Les raidisseurs qui rendent le champ de traction possible sont des raidisseurs transversaux (intermédiaires), et leur rôle est la stabilité, pas l'appui. Ils divisent l'âme en panneaux pour que kv, et donc Cv, soit assez élevé, et ils ancrent la traction horizontale du champ. L'AISC 360 les dimensionne par un moment d'inertie minimal, pas par une force : pour notre panneau le Ist requis n'est que d'environ 37 cm⁴, qu'une paire modeste de tôles, disons 100 × 10 mm de chaque côté de l'âme, dépasse largement. La rigidité, pas la résistance, est ce qui gouverne en général un raidisseur intermédiaire.

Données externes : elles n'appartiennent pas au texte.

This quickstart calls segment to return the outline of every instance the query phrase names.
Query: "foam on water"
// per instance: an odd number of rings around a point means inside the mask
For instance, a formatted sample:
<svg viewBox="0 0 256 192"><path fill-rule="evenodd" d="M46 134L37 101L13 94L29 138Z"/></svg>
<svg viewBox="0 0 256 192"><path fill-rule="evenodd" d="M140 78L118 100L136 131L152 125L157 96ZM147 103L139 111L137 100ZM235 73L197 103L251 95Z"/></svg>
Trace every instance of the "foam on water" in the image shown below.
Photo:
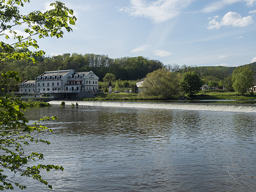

C'est ici qu'une poutre reconstituée porte deux familles de raidisseurs qui se ressemblent et font des tâches opposées. Un raidisseur d'appui se place sous une charge concentrée ou une réaction et reprend cette force comme un poteau court, vérifié par l'AISC 360 J10. Un raidisseur transversal ancre le champ de traction et se vérifie par le Chapitre G. La même tôle soudée au même endroit peut être l'un ou l'autre selon ce qu'on lui demande, et une poutre a souvent besoin des deux : des raidisseurs d'appui aux appuis et sous les charges ponctuelles, des intermédiaires entre les deux. Dimensionner l'un avec la règle de l'autre est une erreur classique.

Erreurs courantes et FAQ

  • Utiliser Cv1 là où il faut Cv2. La formule du champ de traction part de Cv2, la valeur de voilement élastique, pas de Cv1. Mettre Cv1 dans le crochet de G2.2 surestime la réserve.
  • Compter le champ de traction dans le panneau de rive. Ce n'est pas admis. Dimensionnez le panneau de rive avec Cv1, ou rapprochez le premier raidisseur.
  • Attendre la réserve sur une poutre laminée. Un profilé W laminé trapu, avec h/tw sous la transition, a déjà Cv = 1 : il plastifie en cisaillement et il n'y a pas de réserve post-voilement à récupérer. Le champ de traction ne paie que sur les âmes élancées.
  • Ignorer le rapport des semelles. Si 2Aw/(Afc + Aft) dépasse 2,5, les semelles sont trop légères pour ancrer le champ et la réserve complète de G2.2 n'est pas disponible.
  • Espacer les raidisseurs trop loin. Au-delà de a/h = 3,0 le panneau se comporte comme non raidi, kv tombe à 5,34, et la résistance au voilement comme le champ de traction diminuent.

Points clés

  • L'âme élancée d'une poutre reconstituée voile par cisaillement bien en dessous de la plastification, mais ne ruine pas là : un champ de traction diagonale se forme et le panneau continue de reprendre l'effort.
  • L'AISC utilise deux coefficients : Cv1 (G2.1) pour la résistance au seul voilement, Cv2 (G2.2) pour la valeur élastique qui amorce le champ. Ici Cv1 = 0,40 et Cv2 = 0,20.
  • Le champ de traction fait passer l'effort tranchant de calcul de phiVn = 902 kN à 1364 kN, environ +51 pour cent, sur la même âme de 8 mm. Un panneau intérieur de 1000 kN échoue sans lui et passe avec lui.
  • Le panneau de rive ne peut pas l'utiliser. Dimensionnez-le avec Cv1, et attendez-vous à ce que le premier raidisseur vienne près (ici a = 1000 mm pour 1287 kN).
  • Les raidisseurs intermédiaires ancrent le champ et se dimensionnent par la rigidité, pas par la force. Ce ne sont pas les raidisseurs d'appui de J10, même quand la tôle semble identique.